The underlying data is indeed being generated, processed, and used in service of common overarching objectives for the organization. The organization as a whole carries the risk associated with improper use or loss of data. As leaders accountable for the data and associated risks, would you prefer a full Data Map instead of just one or two flavors that different parts of the organization have focused on?

As Wendy Riggs had mentioned, teams often concurrently develop partial views of the overall data footprint based on just their perspective. Efforts to address privacy-related impacts focus on just personal information (PI) and how it is collected, processed, used, and shared. A security-oriented effort might result in a detailed map of the security controls in place for each system. Analytics and BI teams might focus on how key insights can be obtained from data without other considerations. Similarly, a more traditional IG approach might tend to focus on retention and disposition. Legal hold might be an aspect that would be well understood by just the legal teams within the organization.

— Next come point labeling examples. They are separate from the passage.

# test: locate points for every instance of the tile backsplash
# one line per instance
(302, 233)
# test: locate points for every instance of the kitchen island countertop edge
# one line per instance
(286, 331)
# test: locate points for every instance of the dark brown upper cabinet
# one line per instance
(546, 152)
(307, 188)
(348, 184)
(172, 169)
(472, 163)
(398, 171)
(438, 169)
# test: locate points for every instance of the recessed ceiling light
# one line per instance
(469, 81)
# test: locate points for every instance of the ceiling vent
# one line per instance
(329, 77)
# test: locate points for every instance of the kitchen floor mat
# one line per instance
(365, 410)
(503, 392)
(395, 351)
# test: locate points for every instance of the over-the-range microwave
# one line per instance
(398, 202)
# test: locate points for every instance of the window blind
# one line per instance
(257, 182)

This brings us back to which flavor of the Data Map are you interested in?

Ideally, all these different views should be combined to get a better and fuller picture. Unfortunately, when done in a piecemeal fashion, the sum of parts does not equal the whole. This is because of the fundamental differences in the approaches used by different parts of the organization to develop these partial Data Maps. While the partial Data Maps have some overlap they also differ around key definitions and metrics. These cannot be combined to get a holistic view of data, data flows, and risks Independent and often competing for efforts that result in partial products are clearly inefficient. More importantly, the organization can misunderstand the risk profile around data based on these efforts.

In our experience across many companies and multiple industry segments, there are two critical drivers to successfully develop a holistic view of data. The first is a scalable technology platform that can leverage the expertise of the many groups involved and harmonize the different views. The platform should be capable of showing the different perspectives around the data and be able to both scale up or drill down as needed. It should use technology smartly to keep the Data Map evergreen by automating aspects of the Data Map that can be automated. A common platform also helps in the alignment of key terms and metrics and enables the whole organization to speak the same language. The Data Map platform should provide full visibility of key metrics and progress.

Equally important is ensuring the overall accountability around Data is appropriately assigned and different stakeholders clearly understand the parts they are responsible for and how they fit together.

So, coming back to lunch, which flavor should you choose - chocolate or vanilla? Well, how about a big fat scoop of vanilla ice cream drizzled with a warm, silky, chocolatey hot fudge sauce? Yum…! Simple, and delicious. By the way, do you know that vanilla makes chocolate taste better? Vanilla apparently enhances the flavor of chocolate and is used to make chocolate ice cream….So it was probably never a choice between the two!!! This is indeed true even with data.